Thursday 22 March 2012

The next gen superstar


18th December 2006 , a certain batsman started his slow walk back after scoring a chanceless 90 . He was on 40 at the close of play on the previous day with his team staring at a follow on with the last recognized pair in the middle

Not many thought the guy would be able to report at the dressing room that morning , let alone bat. Why ? the lad lost his father , Prem , at 3 am that morning . But surprisingly he came to the stadium that morning . He was persuaded by his teammates and coach to return home , but the guy denied , ‘ I want to bat ‘ , he said.


He was involved a match saving partnership with Puneet Bist ( scored 156) and saw his side through to safety. He looked focus and kept telling his partner  ‘ stay at the wicket ‘.

Mike Singletary, a legendary American Football player and coach, once said, "Do
you know what my favourite part of the game is? The opportunity to play". Fortunately , Kohli got his , quite early in his career , and whats noteworthy is he grabbed them with both hands . Kohli , the batsman is all about – hard work , work ethics . Never gives up , neither does he give away an inch to the opposition . There hasn’t been an occasion where he has given away his wicket to an undeserving delivery .


I have not been as atingled by a batsman for a long time. For all the ball-munching arĂȘte of Trott and Bell or the occasional audacity of Morgan and KP, the current England team does not simultaneously take the breath away and have you purring in acknowledgement of cricketing correctness. For all the monumental batting feats of Ponting, Hussey and Watson, Kallis, de Villiers and Amla, none are particularly easy on the eye. Same goes for the best of Pakistan, New Zealand and West Indies. Oh, and Tamim too.

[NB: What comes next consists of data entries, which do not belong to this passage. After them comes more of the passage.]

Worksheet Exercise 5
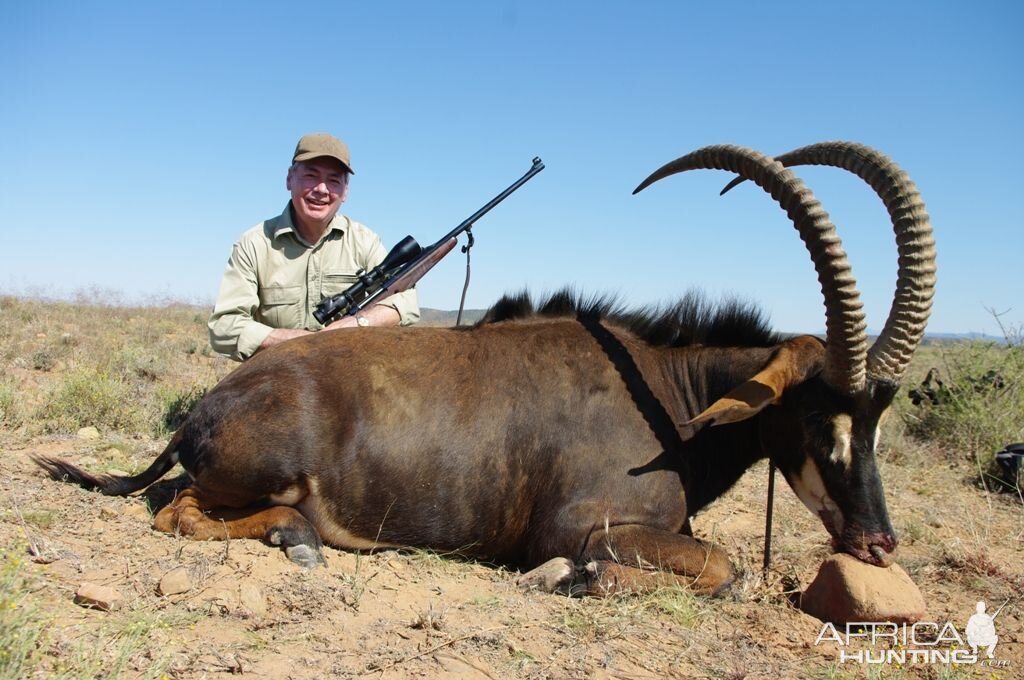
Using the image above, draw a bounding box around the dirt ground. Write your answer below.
[0,421,1024,679]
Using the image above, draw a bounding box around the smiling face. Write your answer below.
[286,157,348,242]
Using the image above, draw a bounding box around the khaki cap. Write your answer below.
[292,132,355,175]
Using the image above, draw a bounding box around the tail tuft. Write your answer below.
[31,456,143,496]
[30,429,182,496]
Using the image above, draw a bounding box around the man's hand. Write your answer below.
[324,304,401,331]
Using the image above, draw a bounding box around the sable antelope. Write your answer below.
[37,142,935,594]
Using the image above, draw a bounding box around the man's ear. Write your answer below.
[686,335,824,425]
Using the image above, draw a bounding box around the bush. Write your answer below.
[901,341,1024,489]
[157,385,206,436]
[0,382,20,427]
[37,368,145,432]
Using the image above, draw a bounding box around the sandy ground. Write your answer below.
[0,421,1024,679]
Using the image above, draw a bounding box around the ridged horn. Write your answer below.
[633,144,867,394]
[722,141,936,383]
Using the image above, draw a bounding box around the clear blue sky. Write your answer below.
[0,0,1024,333]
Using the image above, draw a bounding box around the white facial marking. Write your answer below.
[830,414,853,467]
[790,458,844,535]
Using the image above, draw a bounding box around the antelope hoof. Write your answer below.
[285,544,327,569]
[515,557,575,593]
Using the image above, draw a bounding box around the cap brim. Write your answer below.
[292,152,355,175]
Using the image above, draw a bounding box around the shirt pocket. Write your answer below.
[259,286,303,328]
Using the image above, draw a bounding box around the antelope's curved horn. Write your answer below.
[633,144,867,394]
[722,141,935,383]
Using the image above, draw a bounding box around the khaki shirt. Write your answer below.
[209,203,420,362]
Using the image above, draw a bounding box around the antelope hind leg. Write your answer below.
[581,524,735,595]
[153,486,327,568]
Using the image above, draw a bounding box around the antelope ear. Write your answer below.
[686,335,824,425]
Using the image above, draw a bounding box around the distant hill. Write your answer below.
[420,307,486,326]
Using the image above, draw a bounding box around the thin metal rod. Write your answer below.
[762,460,775,576]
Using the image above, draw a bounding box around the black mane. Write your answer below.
[477,289,781,347]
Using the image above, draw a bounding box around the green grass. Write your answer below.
[0,551,45,680]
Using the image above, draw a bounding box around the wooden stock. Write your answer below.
[352,237,459,313]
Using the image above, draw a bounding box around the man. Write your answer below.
[209,133,420,362]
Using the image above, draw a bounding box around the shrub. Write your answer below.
[38,368,144,432]
[156,385,206,436]
[0,382,20,427]
[900,342,1024,489]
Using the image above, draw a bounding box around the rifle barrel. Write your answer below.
[427,157,544,250]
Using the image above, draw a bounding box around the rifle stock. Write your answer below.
[352,237,459,313]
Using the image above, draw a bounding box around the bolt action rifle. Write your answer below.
[313,158,544,326]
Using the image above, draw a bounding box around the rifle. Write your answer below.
[313,158,544,326]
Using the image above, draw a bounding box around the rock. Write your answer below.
[75,583,124,611]
[158,566,191,597]
[800,553,926,624]
[239,581,266,617]
[76,425,99,439]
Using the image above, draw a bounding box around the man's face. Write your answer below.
[287,158,348,228]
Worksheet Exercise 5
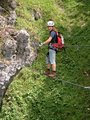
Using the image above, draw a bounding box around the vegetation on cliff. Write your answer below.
[0,0,90,120]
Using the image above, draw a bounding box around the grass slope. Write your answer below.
[0,0,90,120]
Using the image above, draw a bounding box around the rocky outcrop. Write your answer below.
[0,28,38,109]
[0,0,39,109]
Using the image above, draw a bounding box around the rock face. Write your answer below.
[0,30,37,108]
[0,0,38,109]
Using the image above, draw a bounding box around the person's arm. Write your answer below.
[43,36,52,44]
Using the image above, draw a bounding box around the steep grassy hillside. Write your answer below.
[0,0,90,120]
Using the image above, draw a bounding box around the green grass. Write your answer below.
[0,0,90,120]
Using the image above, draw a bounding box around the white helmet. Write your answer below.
[47,21,54,27]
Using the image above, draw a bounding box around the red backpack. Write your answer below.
[52,33,65,49]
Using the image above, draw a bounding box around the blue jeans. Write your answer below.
[46,49,56,64]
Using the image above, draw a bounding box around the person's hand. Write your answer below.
[39,43,43,47]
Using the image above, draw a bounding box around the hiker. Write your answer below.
[40,20,57,78]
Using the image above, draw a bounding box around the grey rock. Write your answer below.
[7,11,17,25]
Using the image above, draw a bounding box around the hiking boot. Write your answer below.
[44,69,50,76]
[48,71,56,78]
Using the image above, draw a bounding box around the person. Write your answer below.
[40,20,57,78]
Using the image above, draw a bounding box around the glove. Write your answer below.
[39,43,43,47]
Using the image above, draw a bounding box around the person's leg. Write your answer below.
[44,52,51,75]
[49,49,56,77]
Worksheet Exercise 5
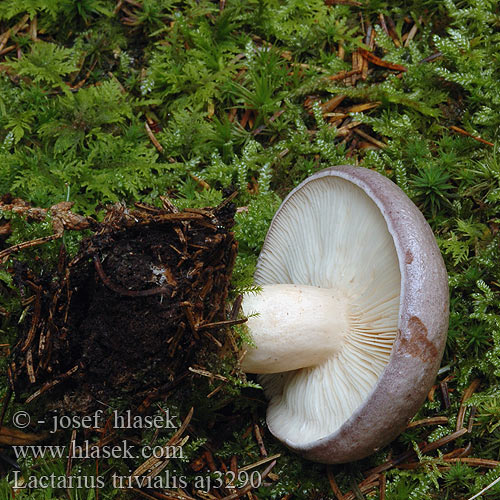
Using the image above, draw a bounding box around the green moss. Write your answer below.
[0,0,500,500]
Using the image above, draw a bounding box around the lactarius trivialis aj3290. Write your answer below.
[242,166,449,463]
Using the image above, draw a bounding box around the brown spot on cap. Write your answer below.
[401,316,438,363]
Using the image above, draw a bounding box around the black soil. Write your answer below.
[9,198,237,414]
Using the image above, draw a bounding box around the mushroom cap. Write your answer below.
[255,165,449,464]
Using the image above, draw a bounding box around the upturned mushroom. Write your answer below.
[242,166,449,463]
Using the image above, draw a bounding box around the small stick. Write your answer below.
[324,68,361,81]
[222,460,276,500]
[144,122,163,153]
[421,428,468,453]
[379,474,387,500]
[189,173,210,189]
[326,466,344,500]
[418,51,443,64]
[404,18,422,47]
[407,417,448,429]
[378,14,391,37]
[439,381,451,410]
[457,378,481,431]
[240,453,281,471]
[94,255,171,297]
[0,234,62,264]
[358,48,408,71]
[321,94,347,113]
[198,318,248,330]
[469,476,500,500]
[450,125,494,147]
[188,366,229,382]
[24,365,80,404]
[354,128,387,149]
[229,294,243,320]
[253,424,267,457]
[444,457,500,469]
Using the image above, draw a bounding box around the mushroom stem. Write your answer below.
[242,284,349,373]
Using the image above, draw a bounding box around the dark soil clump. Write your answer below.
[9,197,237,414]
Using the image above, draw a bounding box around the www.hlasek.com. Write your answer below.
[12,440,184,459]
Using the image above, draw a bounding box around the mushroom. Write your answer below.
[242,166,449,463]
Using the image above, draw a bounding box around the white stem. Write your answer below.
[242,284,349,373]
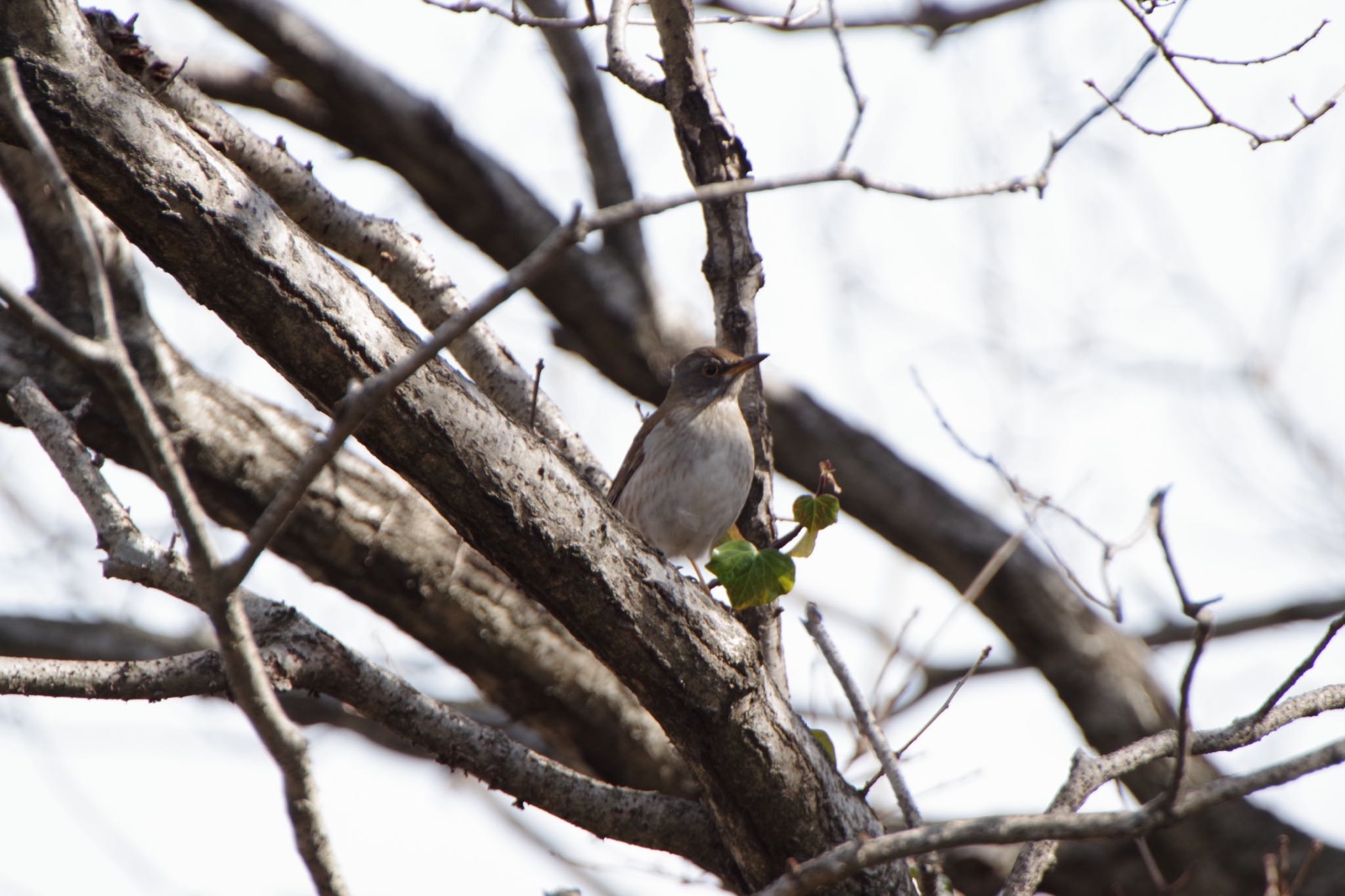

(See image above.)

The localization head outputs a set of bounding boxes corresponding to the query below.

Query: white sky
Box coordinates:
[0,0,1345,896]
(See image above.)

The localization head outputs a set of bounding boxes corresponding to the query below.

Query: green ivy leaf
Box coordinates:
[705,542,793,610]
[789,494,841,557]
[789,529,818,557]
[808,728,837,769]
[793,494,841,532]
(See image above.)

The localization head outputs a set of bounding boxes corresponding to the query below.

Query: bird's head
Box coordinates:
[669,345,766,407]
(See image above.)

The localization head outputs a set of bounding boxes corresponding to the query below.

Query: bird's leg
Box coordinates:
[686,555,710,594]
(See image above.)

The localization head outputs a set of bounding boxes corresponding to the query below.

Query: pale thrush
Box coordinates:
[607,347,765,584]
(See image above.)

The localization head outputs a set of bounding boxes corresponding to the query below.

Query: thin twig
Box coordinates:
[1109,0,1345,149]
[757,732,1345,896]
[897,645,990,759]
[221,211,588,588]
[827,0,868,165]
[1248,612,1345,721]
[1172,19,1330,66]
[1149,488,1220,807]
[527,358,546,433]
[803,602,942,893]
[0,59,345,896]
[607,0,667,106]
[1164,610,1214,806]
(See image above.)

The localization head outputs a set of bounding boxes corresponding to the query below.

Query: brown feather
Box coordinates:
[607,402,669,507]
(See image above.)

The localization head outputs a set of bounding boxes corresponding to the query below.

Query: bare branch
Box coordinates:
[1172,19,1330,66]
[9,380,345,896]
[1108,0,1345,149]
[607,0,667,106]
[896,646,990,759]
[705,0,1042,37]
[803,603,942,893]
[757,714,1345,896]
[212,212,588,599]
[1250,612,1345,721]
[0,642,721,870]
[827,0,868,165]
[86,11,607,490]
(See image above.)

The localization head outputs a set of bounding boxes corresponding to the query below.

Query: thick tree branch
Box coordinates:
[0,1,875,887]
[759,685,1345,896]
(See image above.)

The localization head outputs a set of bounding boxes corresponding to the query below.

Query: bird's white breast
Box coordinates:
[617,398,752,559]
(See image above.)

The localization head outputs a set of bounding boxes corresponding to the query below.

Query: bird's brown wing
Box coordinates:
[607,406,665,507]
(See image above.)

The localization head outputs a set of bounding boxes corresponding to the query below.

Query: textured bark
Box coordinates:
[0,4,1345,893]
[0,146,694,794]
[0,1,891,892]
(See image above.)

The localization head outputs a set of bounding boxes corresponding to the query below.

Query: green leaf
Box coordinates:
[808,728,837,769]
[789,494,841,557]
[789,529,818,557]
[705,542,793,610]
[793,494,841,532]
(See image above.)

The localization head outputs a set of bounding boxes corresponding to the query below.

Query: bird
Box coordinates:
[607,345,766,586]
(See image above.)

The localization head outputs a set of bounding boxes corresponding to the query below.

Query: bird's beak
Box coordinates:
[725,354,771,376]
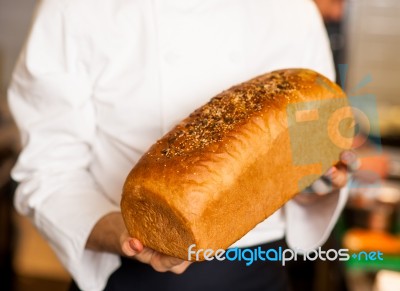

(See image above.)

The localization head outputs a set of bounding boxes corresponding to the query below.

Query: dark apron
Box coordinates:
[70,240,289,291]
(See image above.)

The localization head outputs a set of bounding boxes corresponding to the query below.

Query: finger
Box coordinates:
[171,261,192,275]
[340,151,361,172]
[150,252,184,272]
[121,235,144,257]
[330,169,348,188]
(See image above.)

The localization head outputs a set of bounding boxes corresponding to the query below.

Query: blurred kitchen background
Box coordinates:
[0,0,400,291]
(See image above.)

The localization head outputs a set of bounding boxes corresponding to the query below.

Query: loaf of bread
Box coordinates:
[121,69,354,259]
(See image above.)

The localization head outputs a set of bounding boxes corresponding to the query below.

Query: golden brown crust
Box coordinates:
[121,69,353,259]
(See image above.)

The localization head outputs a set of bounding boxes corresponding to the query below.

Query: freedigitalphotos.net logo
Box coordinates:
[188,244,383,266]
[286,64,381,192]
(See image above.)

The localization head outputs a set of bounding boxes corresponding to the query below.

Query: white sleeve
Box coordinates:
[284,1,348,250]
[301,0,336,82]
[8,0,119,290]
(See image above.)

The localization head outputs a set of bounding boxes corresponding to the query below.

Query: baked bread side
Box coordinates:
[121,69,353,259]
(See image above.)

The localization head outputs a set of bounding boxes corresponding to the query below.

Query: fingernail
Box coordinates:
[342,151,356,163]
[129,239,139,252]
[324,167,336,176]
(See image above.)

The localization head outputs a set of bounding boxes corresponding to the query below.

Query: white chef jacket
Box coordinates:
[9,0,347,290]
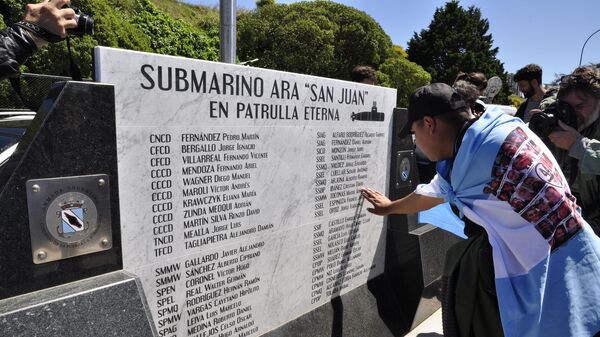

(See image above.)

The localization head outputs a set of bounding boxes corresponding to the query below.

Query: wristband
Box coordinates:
[14,20,63,43]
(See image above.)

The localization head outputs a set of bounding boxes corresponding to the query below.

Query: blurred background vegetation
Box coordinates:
[0,0,509,106]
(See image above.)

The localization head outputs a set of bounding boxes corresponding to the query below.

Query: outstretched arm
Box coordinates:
[0,0,77,80]
[361,187,444,215]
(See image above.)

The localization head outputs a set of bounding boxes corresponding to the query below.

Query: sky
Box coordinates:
[183,0,600,83]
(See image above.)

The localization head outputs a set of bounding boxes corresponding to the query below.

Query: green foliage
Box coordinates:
[390,44,408,58]
[377,57,431,107]
[508,95,525,108]
[133,0,219,60]
[0,0,219,77]
[256,0,275,8]
[407,1,508,103]
[238,1,392,79]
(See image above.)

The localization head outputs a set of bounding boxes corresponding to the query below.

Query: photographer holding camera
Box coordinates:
[0,0,80,80]
[529,67,600,235]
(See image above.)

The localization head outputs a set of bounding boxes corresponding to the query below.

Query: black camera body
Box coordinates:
[62,5,94,37]
[529,101,577,139]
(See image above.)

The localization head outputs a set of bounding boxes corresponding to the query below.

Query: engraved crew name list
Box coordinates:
[95,47,396,337]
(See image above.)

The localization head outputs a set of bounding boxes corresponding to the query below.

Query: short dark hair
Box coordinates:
[452,71,487,92]
[350,66,377,83]
[557,67,600,99]
[513,63,542,84]
[434,109,471,129]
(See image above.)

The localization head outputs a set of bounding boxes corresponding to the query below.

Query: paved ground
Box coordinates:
[405,309,444,337]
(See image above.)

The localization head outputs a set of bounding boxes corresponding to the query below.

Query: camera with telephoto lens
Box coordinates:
[62,5,94,37]
[529,101,577,138]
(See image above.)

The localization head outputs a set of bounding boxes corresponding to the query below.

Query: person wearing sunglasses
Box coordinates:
[0,0,77,80]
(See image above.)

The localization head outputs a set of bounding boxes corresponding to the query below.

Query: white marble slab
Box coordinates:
[95,47,396,336]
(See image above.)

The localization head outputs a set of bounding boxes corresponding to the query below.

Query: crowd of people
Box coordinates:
[0,0,600,337]
[362,64,600,336]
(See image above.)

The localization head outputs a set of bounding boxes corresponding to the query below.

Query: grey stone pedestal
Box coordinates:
[0,271,156,337]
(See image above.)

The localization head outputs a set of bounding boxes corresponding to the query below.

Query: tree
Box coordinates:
[377,57,431,107]
[238,1,392,79]
[407,0,508,103]
[256,0,275,8]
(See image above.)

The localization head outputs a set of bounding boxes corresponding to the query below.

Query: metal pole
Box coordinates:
[219,0,237,63]
[578,29,600,67]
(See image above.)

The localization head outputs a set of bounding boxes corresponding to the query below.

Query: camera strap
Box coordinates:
[14,20,63,43]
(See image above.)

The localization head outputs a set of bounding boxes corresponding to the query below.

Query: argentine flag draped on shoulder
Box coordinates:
[415,109,600,337]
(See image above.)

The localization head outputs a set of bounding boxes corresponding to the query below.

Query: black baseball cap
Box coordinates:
[399,83,467,137]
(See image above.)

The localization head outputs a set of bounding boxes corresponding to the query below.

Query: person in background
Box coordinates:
[542,67,600,235]
[513,64,546,123]
[350,66,377,85]
[0,0,77,80]
[361,83,600,337]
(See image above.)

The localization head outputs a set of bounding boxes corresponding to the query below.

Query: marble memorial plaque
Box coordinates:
[95,47,396,336]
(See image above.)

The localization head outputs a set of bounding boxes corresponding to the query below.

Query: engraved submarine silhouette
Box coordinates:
[350,102,385,122]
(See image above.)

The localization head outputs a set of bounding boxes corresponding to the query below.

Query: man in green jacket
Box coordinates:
[541,67,600,235]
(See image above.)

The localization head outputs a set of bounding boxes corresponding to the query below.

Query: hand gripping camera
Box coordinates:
[529,101,577,139]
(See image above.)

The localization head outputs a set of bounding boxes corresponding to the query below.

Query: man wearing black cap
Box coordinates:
[362,83,600,337]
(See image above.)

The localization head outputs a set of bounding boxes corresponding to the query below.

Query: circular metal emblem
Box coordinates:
[45,192,98,247]
[400,157,410,181]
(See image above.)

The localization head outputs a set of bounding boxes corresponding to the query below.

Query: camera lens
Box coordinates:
[69,13,94,36]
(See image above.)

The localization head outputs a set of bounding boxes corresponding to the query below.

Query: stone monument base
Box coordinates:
[0,271,156,337]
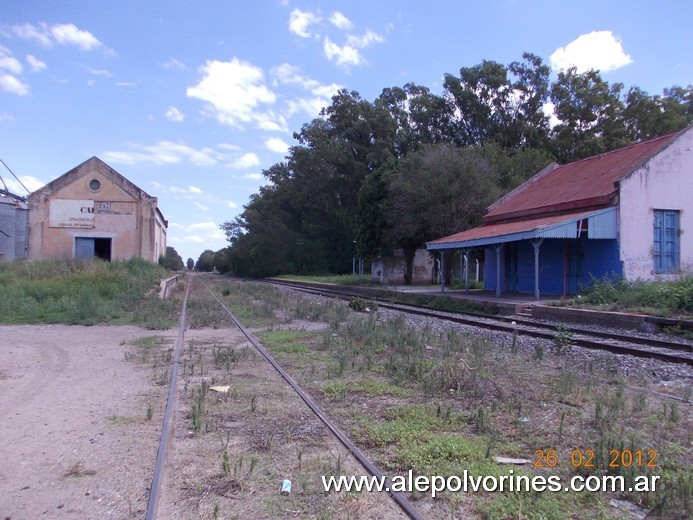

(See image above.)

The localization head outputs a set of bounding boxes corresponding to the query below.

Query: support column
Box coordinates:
[462,249,469,293]
[438,249,445,292]
[493,244,503,298]
[531,238,544,300]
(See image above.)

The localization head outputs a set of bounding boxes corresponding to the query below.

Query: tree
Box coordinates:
[623,85,693,141]
[195,249,214,273]
[375,83,454,157]
[551,67,630,163]
[388,145,498,284]
[444,53,549,148]
[159,246,184,271]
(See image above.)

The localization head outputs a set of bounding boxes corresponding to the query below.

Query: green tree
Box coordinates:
[623,85,693,141]
[159,246,184,271]
[551,67,631,163]
[388,145,498,284]
[444,53,549,148]
[195,249,214,273]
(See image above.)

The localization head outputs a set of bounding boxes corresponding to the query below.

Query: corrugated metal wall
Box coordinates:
[0,196,29,260]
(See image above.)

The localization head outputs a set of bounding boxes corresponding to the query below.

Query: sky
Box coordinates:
[0,0,693,261]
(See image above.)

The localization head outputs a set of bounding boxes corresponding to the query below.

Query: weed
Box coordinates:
[553,323,573,356]
[534,345,544,361]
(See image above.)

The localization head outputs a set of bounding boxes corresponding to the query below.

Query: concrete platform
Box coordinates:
[383,285,560,316]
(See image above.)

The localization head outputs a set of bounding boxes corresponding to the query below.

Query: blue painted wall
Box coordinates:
[484,238,621,295]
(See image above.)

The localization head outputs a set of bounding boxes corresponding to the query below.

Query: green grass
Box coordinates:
[0,259,175,328]
[565,276,693,317]
[260,330,316,354]
[321,379,411,398]
[276,274,380,285]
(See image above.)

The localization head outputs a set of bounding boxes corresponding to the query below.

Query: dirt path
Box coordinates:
[0,325,175,520]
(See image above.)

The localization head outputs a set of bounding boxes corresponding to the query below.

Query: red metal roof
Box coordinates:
[426,211,593,246]
[484,127,689,223]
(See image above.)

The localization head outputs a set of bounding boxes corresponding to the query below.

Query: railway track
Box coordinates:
[146,277,424,520]
[263,280,693,366]
[146,276,692,520]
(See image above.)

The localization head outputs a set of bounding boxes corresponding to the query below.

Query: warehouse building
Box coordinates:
[0,189,29,260]
[28,157,168,262]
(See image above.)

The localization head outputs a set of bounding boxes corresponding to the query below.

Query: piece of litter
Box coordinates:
[493,457,532,465]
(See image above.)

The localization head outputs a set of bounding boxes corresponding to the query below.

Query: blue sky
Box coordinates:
[0,0,693,260]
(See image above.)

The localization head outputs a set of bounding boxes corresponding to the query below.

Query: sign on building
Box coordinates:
[48,199,94,229]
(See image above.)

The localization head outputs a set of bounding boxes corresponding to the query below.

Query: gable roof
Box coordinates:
[29,156,156,202]
[484,126,693,224]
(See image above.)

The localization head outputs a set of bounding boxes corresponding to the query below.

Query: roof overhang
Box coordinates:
[426,206,617,251]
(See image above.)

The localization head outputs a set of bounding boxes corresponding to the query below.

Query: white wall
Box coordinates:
[619,127,693,280]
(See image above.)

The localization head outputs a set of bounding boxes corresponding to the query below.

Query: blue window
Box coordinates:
[654,209,680,274]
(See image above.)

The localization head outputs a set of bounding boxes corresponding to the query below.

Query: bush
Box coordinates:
[580,276,693,315]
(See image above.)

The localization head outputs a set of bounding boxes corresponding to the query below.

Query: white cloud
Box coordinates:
[229,153,260,170]
[10,22,103,51]
[187,58,284,128]
[101,141,222,166]
[550,31,633,73]
[3,175,46,195]
[347,29,385,49]
[10,23,53,47]
[166,107,185,123]
[323,36,363,67]
[270,63,342,118]
[0,70,29,96]
[265,137,289,154]
[163,58,187,70]
[330,11,353,30]
[0,45,29,96]
[85,67,113,78]
[51,23,101,51]
[0,45,24,74]
[26,54,48,72]
[289,9,320,38]
[323,29,385,69]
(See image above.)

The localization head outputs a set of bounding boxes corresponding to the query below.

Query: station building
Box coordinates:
[427,126,693,298]
[28,157,168,262]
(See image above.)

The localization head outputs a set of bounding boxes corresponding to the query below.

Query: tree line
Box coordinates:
[196,53,693,279]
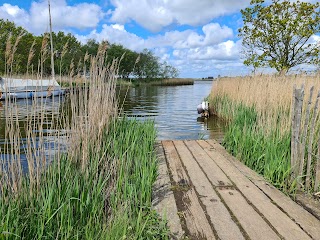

Then there’s India, that vast nation of iron-wristed batsmen. In terms of purity of stroke and easy elegance, Ajinkya Rahane is close, but not quite Kohli’s equal (there is the chance, of course that this could be the whole throbbing spectacle distorting my perspective and usually impeccable judgment). Dravid, Laxman, Sehwag – great players all, but none of them are so completely classical as is the 22-year-old from Delhi (Laxman and Sehwag are not big movers of their feet, while the King of Method, Dravid, is often bailed out by lightening hands and defensive instincts). So it is probably not since Lara and Sachin that I have been as turned on by a level of batsmanship that more or less says to the bowler: “whatever you have, it’s probably not enough.”

Talking of quick hands, Kohli wields his willow like a ping-pong paddle, bringing the blade through an extraordinarily pure arc, too, whether tucking it into the legside, clipping it wide of mid-on or playing his signature stroke: the lofted extra-cover drive, hands accelerating up through the hitting area like a golfer. This shot is not played inside-out, with fade, as it is for so many who hit the ball well in that area, for Kohli simply lasers it to his intended target (more or less to the exact seat number) and can also hit the ball bolt straight down the ground. Actually, it is often his footwork that determines where the ball goes, the hitting arc dictated by body alignment.

But all this technical talk is already to take some magic away, to render it matter of fact, scientific, when it is clearly the work of an artist, a genius. Yes, he has those two founding principles of all the great players – balance and picking up length – but what I marvel at in Kohli is his manipulation of the field, the physical (balance) and perceptual (length-judging) feeding into the cognitive act of shot selection, then back into the physical (the motor system). The shot selection hasn’t always been flawless in this tournament, but such is life in the overheated world of Twenty20. However, just watch how he plays the ball on the offside, steering the ball either side of the backward point, gliding it fine of third man, forcing the offside configuration to move clockwise in synch then drilling the ball over extra-cover (or, utterly fearlessly, straight over long off).



To grasp the jack-in-the-box Kohli’s sheer enthusiasm for the game, you only have to observe him sat in the dugout, up and down, touching colleagues, chatting, chirping, living and breathing every single ball. You’ll often find him alongside his coach, Anil Kumble, and a cynic might be tempted to surmise that he was a teacher’s pet. But that hypothesis doesn’t stack up: there is no question of him needing to creep in order to advance up some notional pecking order; alongside Gayle, Dilshan and skipper Vettori, he’s clearly at the top of the RCB food chain, frequently consulted by his skipper on bowling changes. You only need to see how he speaks to such veterans as Mohammad Kaif to realize he exudes seniority, an authority deriving from both charisma and on-field performance. And he takes responsibility, the hallmark of any leader.

In fact, with India having been utterly demolished in England this summer, it would make sense for Duncan Fletcher – if indeed he is able to make such a decision – to install Kohli in the Test team without further ado, and to make him vice-captain to Dhoni. This will not compensate for the lack of bowling penetration, the discovery of which remains India and Fletcher’s greatest immediate challenge, but it will ensure there is no apathy on the field. And after the cricket they played here, at times, that can only be a good thing.